I hope this helps, but let me know if something is missing.

dokterbob commented 3 weeks ago

Just found this, seems a well-supported OAuth library.

https://frankie567.github.io/httpx-oauth/fastapi/

dokterbob commented 3 weeks ago

I must be having a crisis of imagination because I'm still having trouble understanding why auth should be part of CL at all, So can you help me by making a case for why it should be? I'm guessing I might be missing something.

For example, who are the main target users/use cases? What kinds of things are they building and how are they using CL? Why do they want/need auth-in-a-box, particularly when spinning up a secured Flask/FastAPI/Django/etc app is so relatively easy, well-supported, and flexible?

Why shouldn't CL at the lower levels be thought of as a microservice behind an app with more "meat" and security awareness?

As you've pointed out, taking on the burden of security is not easy, so make a good case!

One of the things which I personally love (I am not in a position to authoritatively answer your questions, this is just my ideas), is that chainlit allows building custom LLM agents with a very low barrier to entry. That is, within 15m people with virtually no code experience can launch a custom LLM frontend.

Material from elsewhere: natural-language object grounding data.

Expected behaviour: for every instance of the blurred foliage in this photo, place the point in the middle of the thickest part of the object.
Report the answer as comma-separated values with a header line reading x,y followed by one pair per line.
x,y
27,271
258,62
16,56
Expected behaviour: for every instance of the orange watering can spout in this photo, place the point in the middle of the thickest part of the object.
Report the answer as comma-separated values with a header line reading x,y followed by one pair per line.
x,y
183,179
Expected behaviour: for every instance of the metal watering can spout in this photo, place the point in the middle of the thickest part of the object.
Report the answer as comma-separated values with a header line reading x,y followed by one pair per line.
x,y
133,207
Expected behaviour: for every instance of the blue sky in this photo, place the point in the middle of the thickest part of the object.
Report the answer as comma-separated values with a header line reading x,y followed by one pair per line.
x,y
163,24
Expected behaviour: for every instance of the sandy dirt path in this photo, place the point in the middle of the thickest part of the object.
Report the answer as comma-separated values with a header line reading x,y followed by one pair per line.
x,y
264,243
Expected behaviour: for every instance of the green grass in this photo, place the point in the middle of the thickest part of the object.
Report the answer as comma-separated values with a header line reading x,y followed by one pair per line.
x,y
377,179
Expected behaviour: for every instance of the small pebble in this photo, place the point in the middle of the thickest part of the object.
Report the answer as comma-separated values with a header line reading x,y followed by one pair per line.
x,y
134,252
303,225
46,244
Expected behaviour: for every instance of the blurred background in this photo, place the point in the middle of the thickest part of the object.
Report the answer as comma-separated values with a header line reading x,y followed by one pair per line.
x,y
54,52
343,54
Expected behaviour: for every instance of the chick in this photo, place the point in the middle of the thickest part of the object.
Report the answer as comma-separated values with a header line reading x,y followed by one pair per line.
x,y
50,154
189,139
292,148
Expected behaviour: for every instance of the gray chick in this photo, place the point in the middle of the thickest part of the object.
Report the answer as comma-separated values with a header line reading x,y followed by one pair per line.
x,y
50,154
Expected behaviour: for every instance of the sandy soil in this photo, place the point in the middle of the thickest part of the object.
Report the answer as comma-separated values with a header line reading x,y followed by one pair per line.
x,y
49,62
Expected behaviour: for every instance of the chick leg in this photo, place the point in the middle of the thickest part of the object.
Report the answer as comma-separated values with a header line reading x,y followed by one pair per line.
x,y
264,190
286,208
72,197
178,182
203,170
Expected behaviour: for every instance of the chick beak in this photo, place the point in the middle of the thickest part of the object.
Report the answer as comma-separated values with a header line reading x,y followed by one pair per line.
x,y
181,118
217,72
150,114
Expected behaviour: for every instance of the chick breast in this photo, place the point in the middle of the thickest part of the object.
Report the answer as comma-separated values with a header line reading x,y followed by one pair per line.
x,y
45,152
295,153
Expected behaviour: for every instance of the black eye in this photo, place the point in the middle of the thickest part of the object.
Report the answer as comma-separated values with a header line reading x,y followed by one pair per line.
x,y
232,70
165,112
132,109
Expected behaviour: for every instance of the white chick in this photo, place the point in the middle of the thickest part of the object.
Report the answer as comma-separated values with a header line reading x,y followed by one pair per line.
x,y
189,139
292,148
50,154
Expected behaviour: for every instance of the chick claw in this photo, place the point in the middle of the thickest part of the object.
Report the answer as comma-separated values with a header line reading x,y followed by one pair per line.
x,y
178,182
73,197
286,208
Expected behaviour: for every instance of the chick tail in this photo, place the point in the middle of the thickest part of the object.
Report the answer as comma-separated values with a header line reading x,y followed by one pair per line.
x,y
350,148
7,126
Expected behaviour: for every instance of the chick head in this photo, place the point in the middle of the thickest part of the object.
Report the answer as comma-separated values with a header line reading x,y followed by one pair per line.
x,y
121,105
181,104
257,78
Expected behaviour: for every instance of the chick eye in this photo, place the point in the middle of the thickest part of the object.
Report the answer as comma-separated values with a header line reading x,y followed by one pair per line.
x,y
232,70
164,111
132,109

Where I think we want to be is then allowing a seamless road from that initial point towards having user-facing LLM's with agents and the whole shebang in production. My personal believe is: we're not there, just yet.

I do think auth hooks should be part of chainlit (e.g. we want to have access to user data, be able use auth tokens to access 3rd party API's). I like that I can deploy chainlit, with authentication, in a container within hours.

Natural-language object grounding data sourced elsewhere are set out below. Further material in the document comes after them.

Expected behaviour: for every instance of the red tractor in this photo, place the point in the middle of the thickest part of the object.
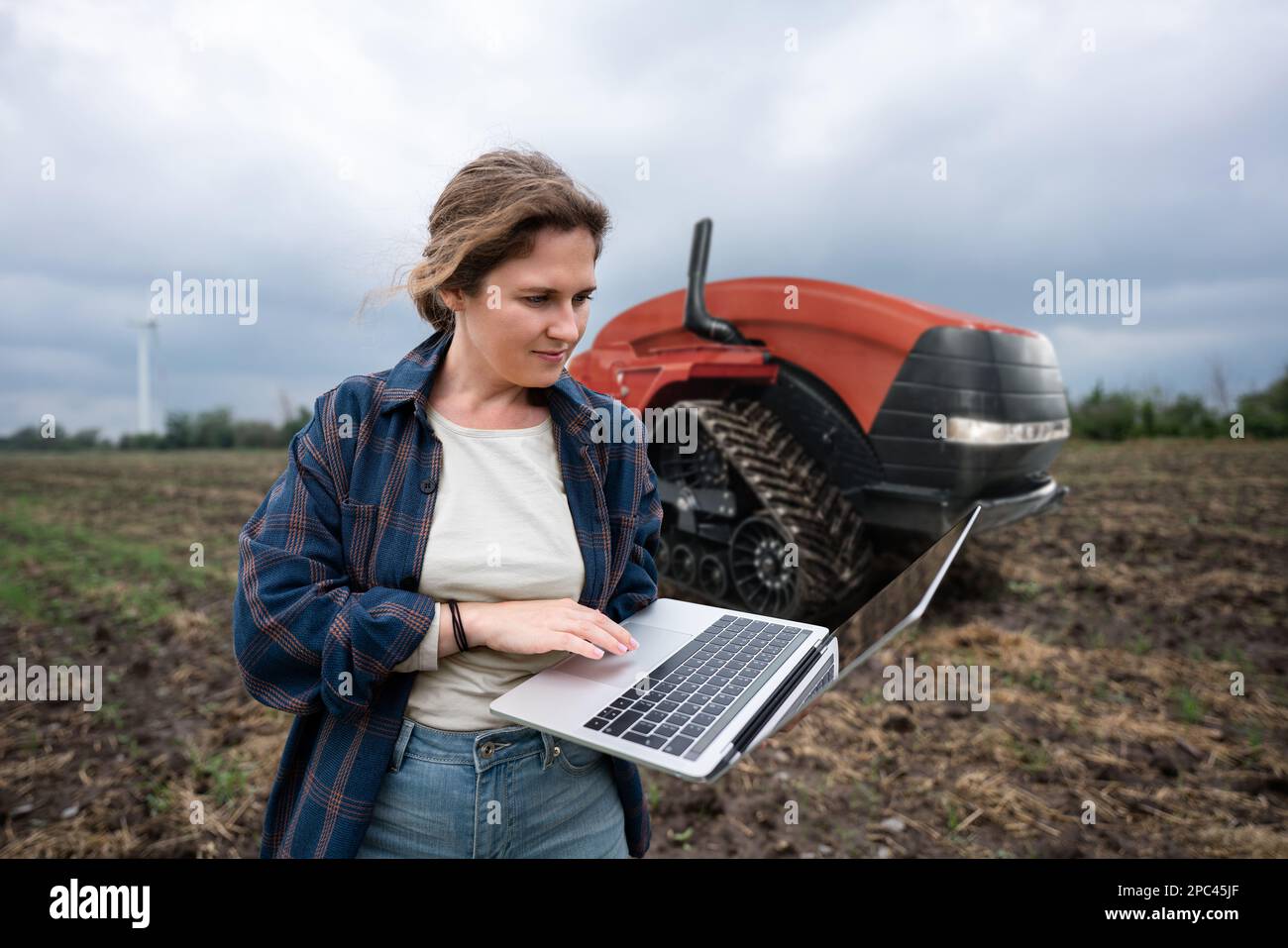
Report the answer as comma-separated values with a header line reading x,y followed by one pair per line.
x,y
828,419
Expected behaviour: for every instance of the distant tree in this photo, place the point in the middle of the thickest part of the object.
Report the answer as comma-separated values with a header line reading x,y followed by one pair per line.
x,y
1265,414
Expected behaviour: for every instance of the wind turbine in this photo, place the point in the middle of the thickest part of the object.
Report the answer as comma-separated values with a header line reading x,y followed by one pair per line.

But I agree that having the actual auth implementation even part of this repo is a very, very bad idea. I'm still spec'ing this and have found myself often held back trying to manage both outside contributions, internal roadmaps (factoring out non-core stuff to a community-maintained and led repo) and a somewhat worrying level of technical debt (but we're catching up, IMHO).

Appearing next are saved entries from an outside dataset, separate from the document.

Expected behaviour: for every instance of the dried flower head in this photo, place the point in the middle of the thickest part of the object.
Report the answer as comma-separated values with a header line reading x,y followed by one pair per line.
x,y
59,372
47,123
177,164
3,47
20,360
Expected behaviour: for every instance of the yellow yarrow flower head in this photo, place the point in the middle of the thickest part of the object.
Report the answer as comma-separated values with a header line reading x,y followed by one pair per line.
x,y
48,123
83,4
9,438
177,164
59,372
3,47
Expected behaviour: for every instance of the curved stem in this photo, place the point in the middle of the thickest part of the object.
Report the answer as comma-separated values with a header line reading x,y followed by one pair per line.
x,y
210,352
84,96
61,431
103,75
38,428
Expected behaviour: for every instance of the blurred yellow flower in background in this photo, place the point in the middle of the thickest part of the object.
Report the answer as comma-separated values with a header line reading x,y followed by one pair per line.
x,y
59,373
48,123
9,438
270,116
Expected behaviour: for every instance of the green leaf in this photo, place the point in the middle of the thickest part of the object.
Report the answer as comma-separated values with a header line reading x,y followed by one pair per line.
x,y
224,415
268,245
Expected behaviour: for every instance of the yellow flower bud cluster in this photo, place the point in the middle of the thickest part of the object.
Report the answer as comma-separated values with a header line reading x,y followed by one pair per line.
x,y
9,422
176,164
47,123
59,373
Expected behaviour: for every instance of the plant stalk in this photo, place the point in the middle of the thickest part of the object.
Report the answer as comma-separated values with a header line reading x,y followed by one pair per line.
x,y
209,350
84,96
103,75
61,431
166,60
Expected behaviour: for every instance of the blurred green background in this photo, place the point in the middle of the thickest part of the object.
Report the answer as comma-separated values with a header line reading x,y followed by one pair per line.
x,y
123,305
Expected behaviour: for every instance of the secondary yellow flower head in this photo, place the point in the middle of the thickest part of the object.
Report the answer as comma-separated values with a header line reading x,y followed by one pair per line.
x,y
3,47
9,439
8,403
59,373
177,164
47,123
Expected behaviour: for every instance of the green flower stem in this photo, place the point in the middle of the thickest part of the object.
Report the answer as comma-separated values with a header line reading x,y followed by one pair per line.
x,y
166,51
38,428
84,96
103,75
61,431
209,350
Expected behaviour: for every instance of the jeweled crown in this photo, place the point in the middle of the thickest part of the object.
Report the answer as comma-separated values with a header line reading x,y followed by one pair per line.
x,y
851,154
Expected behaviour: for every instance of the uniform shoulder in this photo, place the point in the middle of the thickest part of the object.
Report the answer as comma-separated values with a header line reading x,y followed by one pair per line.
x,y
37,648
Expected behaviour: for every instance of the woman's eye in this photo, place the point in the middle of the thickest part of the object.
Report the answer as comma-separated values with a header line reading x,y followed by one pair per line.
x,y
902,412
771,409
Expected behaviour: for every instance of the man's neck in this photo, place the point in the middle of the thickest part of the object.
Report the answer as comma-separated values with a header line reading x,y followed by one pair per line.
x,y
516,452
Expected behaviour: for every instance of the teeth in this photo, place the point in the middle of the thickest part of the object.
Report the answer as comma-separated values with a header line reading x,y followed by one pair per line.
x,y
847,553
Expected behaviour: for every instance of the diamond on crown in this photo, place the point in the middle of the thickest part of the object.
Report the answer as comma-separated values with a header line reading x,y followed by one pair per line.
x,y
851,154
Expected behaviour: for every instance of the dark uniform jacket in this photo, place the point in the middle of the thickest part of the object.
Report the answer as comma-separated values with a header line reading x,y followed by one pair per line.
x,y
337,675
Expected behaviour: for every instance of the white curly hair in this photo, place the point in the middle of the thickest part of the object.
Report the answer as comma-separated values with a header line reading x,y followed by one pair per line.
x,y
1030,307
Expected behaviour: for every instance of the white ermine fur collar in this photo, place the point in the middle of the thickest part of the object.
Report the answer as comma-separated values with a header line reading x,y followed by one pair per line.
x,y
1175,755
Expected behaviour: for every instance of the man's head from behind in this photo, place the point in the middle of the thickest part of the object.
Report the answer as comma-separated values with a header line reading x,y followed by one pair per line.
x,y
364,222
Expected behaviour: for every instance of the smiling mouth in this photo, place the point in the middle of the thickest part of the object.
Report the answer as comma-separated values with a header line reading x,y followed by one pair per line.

My rough ideas at this point are:

Sorry it took me a while to get back to this. As it stands, I am only available 2 days a week to support Chainlit's development.

I'm looking forward to your feedback and suggestions.

@stephenrs Sorry if I got a bit stingy at times, please be aware that we're doing the absolute best we can with very limited capacity. We barely have time to even review all the PR's we're getting in while balancing needs.